Staunton, Mar. 14 – The reason that members of the Russian opposition spend so much time fighting among themselves is not any personal qualities of these people but rather the systemic fact that the powers that be in Russia today have made it impossible for them to challenge the system itself, Demyan Kudryavtsev says.
The Paris-based Russian poet and media figure who was one of the first to flee Putin’s Russia says that such internecine struggles almost inevitably lead to a radicalization of opinion among the opposition and its further isolation from the population (rfi.fr/ru/россия/20230314-демьян-кудрявцев-осистемной-проблеме-российской-оппозиции-интервью).

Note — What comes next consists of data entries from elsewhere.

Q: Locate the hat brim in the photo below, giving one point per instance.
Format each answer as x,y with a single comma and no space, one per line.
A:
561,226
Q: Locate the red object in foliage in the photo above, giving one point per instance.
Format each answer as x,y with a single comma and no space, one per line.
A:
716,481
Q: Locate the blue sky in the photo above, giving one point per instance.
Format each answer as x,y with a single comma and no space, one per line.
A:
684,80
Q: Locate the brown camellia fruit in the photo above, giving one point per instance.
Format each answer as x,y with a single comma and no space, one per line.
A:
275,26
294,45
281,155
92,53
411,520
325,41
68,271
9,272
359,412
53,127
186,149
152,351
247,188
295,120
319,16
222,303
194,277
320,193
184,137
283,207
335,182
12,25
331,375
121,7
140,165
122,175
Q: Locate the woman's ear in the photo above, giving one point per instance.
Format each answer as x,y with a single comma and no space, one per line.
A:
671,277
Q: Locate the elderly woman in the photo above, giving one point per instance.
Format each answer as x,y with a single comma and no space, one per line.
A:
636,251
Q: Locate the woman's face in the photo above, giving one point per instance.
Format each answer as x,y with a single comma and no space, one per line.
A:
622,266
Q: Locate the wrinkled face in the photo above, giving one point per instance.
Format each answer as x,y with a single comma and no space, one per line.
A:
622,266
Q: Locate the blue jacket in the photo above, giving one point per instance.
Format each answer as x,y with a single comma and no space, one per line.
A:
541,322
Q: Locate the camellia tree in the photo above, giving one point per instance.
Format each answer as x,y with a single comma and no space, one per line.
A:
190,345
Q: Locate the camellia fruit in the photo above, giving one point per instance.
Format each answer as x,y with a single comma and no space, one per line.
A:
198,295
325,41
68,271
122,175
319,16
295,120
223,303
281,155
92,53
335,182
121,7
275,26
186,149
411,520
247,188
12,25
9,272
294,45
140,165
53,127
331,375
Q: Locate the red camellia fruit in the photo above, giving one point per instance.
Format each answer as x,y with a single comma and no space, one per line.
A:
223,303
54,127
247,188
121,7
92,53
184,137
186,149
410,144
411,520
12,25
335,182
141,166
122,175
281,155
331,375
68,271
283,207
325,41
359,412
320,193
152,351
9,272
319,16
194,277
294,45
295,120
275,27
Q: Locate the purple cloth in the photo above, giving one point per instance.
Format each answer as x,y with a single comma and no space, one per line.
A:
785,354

But Kudryavtsev makes three additional arguments that shed light on the nature of life within the ranks of the Russian opposition today. First, he says one must draw a shape line between opposition figures and human rights activists. The former are interested in power and thus compete with one another; the latter are focused on highlighting abuses and thus cooperate.
Second, the divisions now in evidence among the Russian opposition will become much less severe when real politics becomes possible. Competition and struggle among various parties is the norm in more democratic political systems, but there are also occasions when such parties cooperate. Something similar will be true in Russia as well.
And third, while the current Russian opposition “has no way to overthrow this government,” there are other forces working for that, including the contradictions the regime itself is producing and the moves of leaders of the international community. Thus what may seem “a hopeless cause” now won’t be in the future.
Once that happens, the opposition will change and real politics in the broader understanding of the term will arise.